Losing the plot, again

The Shikarpur incident once again exposed the incomplete nature of the national action plan, at least in terms of implementation. The Shi’a have been the prime targets of militant wings spread across the country – from the Kurram Agency to the borders of Balochistan. And they were, naturally, sure to be foremost among likely targets for reprisal attacks once Zarb-e-Azb got off the ground, and especially after Peshawar, when the government and military promised a newfound resolve against terrorism. Yet they remain unprotected. As do other minorities, which clearly strengthens the enemy’s resolve.

As warned repeatedly, it will take far more than the bombs and bullets of the military operation to root out terrorism, as the prime minister has promised.
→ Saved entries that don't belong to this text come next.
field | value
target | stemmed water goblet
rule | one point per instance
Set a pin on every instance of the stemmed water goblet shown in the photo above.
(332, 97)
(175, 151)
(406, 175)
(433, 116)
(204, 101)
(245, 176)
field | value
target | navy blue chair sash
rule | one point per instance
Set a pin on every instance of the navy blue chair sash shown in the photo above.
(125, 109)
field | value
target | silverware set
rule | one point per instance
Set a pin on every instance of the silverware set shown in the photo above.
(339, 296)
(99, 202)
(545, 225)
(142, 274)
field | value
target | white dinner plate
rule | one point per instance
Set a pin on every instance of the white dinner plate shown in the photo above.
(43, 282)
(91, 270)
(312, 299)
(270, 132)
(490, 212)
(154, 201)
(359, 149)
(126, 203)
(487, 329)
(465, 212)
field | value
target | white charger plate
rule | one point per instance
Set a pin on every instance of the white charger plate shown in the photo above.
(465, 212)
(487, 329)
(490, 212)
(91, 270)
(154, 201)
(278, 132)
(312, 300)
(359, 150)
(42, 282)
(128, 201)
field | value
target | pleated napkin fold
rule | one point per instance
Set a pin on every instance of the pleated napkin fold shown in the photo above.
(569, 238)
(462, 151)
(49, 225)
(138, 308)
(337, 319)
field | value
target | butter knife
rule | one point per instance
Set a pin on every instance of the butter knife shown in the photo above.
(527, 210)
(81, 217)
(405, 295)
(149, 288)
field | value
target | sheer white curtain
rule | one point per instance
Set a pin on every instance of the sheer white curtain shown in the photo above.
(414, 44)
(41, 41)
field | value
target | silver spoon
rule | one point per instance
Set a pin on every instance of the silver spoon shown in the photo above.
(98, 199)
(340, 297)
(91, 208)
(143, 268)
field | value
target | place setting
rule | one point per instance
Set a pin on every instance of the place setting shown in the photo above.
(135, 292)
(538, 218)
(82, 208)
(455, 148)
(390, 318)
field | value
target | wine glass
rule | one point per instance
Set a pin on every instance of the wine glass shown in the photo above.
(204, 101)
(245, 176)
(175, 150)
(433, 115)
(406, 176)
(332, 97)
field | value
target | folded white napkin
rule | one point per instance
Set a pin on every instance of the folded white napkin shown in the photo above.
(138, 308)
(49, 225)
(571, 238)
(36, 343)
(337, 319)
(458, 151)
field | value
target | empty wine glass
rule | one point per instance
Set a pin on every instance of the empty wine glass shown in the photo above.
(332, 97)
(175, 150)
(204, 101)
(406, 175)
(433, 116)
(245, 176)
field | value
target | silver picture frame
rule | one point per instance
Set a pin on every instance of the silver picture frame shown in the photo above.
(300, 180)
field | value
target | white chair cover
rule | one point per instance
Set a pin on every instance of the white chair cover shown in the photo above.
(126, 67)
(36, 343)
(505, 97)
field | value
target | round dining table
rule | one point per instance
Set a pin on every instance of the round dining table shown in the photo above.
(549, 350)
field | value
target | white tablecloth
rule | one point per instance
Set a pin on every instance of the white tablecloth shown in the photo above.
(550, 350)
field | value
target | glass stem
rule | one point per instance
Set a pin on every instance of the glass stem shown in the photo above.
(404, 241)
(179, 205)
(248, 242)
Jundullah, which claimed responsibility for Shikarpur, and affiliate groups have long since openly dubbed sectarian minorities like the Shi’a as infidels. And, side by side, the seminary system that dominates the periphery has nurtured an environment that appreciates only a very harsh interpretation of Shari’a. As a result, militants have been able to muscle their mujahid model deep into the society’s fabric.

And far from actively, and forcefully, checking anybody’s authority to push groups out of the fold of religion, the state has not yet taken the smallest step in the battle of the narrative, which will be the longest and hardest-fought in this existential war. Furthermore, the government – even after Peshawar – has not imposed its writ on “sympathisers of terrorists”, as the action plan clearly demands. The lal masjids of this Islamic Republic remain without check, and the hesitation in apprehending its chief cleric has been seen as a sign of weakness. Controlling this insurgency requires not only dealing with those who kill in the name of religion, but also those who glorify these killers. And more importantly, there will be the need to re-educate people after decades of brainwashing. But so far the government is mismanaging the momentum generated after the Peshawar tragedy. If it loses the plot again, it might not be possible to try again.